Le guide de ce voyage est représenté par le bronze de Nicolo Roccatagliata, ce petit ange joufflu et joyeux qui chante l'amour et la poésie à travers la douce mélodie jouée par son instrument. Mais qu'on ne s'y trompe pas : s'il nous rappelle sans cesse que l'esprit créateur doit être un enfant pour s'affirmer dans l'innocence de la nouveauté, son oeuvre est le fruit d'un long travail qui a su exploiter son talent.
La mission que se sont donc imposées les Éditions Illador est résolument cosmopolite et européenne : au fil des ans éclosent des oeuvres françaises, anglaises, irlandaises, espagnoles, et le voyage ne finit jamais. Car si l'un des plus grands plaisirs d'un éditeur est de parvenir à faire découvrir un auteur talentueux, il en existe un autre tout aussi exquis : celui de rendre accessible au public de sa langue de grands poètes étrangers. La clé réside dans une traduction inédite, solide, mais suffisamment ample - « comme l'aurore » dirait Queneau - pour contenir la complexité du sens des propos de l'auteur. Les Éditions Illador sont par exemple fières d'avoir pu faire connaître Betjeman, Poète Lauréat du Royaume-Uni, au même titre que Wordsworth ou Tennyson. Afin de se fondre dans la langue originale, les oeuvres étrangères sont toujours publiées sous la forme d'éditions bilingues. Le lecteur peut ainsi plonger à son rythme dans les méandres de la langue et du sens poétiques.

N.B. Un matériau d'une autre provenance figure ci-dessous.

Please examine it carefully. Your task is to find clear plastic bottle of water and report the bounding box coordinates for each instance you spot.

Quel que soit le genre littéraire du livre publié, la poésie demeure le maître-mot des Éditions Illador. Si la poésie sous forme versifiée est sans nul doute une « hésitation prolongée entre le son et le sens » (Valéry), à rapprocher de la musique, le roman peut aussi bien être poème, à rapprocher de l'opéra. Le souci poétique des Éditions Illador se dégage donc dans l'ensemble de son catalogue, par le surgissement d'une atmosphère particulière, d'un inconnu, d'une réalité nouvelle dévoilée au lecteur et transcendée par les mots de l'auteur. Au-dessus de cet objectif flotte l'ange musicien bienveillant de Roccatagliata.

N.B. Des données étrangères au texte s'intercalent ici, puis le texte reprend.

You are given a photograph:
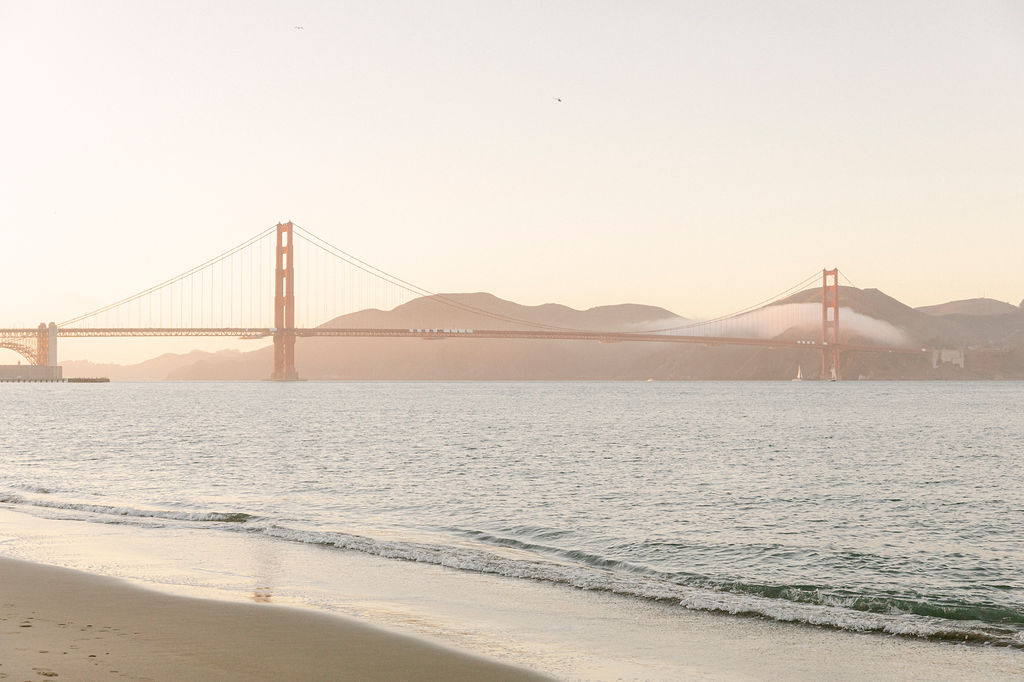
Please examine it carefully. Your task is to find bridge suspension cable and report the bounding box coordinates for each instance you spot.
[295,225,587,332]
[642,272,821,334]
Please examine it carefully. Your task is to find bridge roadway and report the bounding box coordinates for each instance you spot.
[0,327,930,355]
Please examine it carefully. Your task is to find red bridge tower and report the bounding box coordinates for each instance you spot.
[821,268,840,381]
[270,221,299,381]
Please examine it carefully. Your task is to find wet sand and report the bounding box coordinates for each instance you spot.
[0,507,1024,682]
[0,558,548,682]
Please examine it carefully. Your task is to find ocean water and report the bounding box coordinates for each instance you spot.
[0,382,1024,648]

D'ailleurs, les Muses inspiratrices des poètes ne sont autres que les filles de Mnémosyne, c'est-à-dire du souvenir, et par extension de l'Histoire. Dans cette perspective européenne et poétique, les Éditions Illador souhaitent offrir à travers leurs publications un témoignage historique, un éclairage nouveau sur différentes époques, différents lieux. Ainsi le lecteur peut éprouver l'entre-deux-guerres en Europe, la campagne française des Trente Glorieuses, la guerre civile espagnole, la guerre d'Algérie, ou plus simplement la vie insulaire majorquine de jadis et naguère, et l'Angleterre profonde du XXème siècle.

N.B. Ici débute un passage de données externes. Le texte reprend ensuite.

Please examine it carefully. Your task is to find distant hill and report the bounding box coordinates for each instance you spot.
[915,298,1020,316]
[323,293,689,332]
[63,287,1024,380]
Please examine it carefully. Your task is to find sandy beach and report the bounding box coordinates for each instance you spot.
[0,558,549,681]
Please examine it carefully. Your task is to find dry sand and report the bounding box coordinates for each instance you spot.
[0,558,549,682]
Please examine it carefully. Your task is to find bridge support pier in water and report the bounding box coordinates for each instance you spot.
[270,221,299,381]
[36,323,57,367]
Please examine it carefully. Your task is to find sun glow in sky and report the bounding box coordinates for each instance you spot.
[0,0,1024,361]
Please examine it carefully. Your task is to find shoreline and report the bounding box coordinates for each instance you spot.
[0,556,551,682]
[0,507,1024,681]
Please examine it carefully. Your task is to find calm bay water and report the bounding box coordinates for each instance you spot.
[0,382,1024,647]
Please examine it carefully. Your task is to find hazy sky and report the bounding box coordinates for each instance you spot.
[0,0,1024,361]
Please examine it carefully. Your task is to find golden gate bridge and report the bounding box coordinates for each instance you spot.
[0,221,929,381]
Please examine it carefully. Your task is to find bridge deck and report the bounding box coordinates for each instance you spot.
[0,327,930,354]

Un dernier mot, enfin, sur l'aspect des livres publiés. Imprimés en France, ils sont constitués de papiers choisis avec soin, afin d'affirmer leur présence en tant qu'objets. Si les Éditions tiennent tant à cette dimension physique de la littérature, c'est que chaque livre porte en lui la trace de la propre histoire que le lecteur a entretenue avec lui : il correspond à un moment de sa vie, à des souvenirs, des rêveries, une attitude, et parfois même une personne. L'expression « bibliothèque virtuelle » est une contradiction dans les termes. Une vraie bibliothèque renvoie à l'amour personnel de la littérature qui, loin d'être uniquement spirituel, est aussi charnel.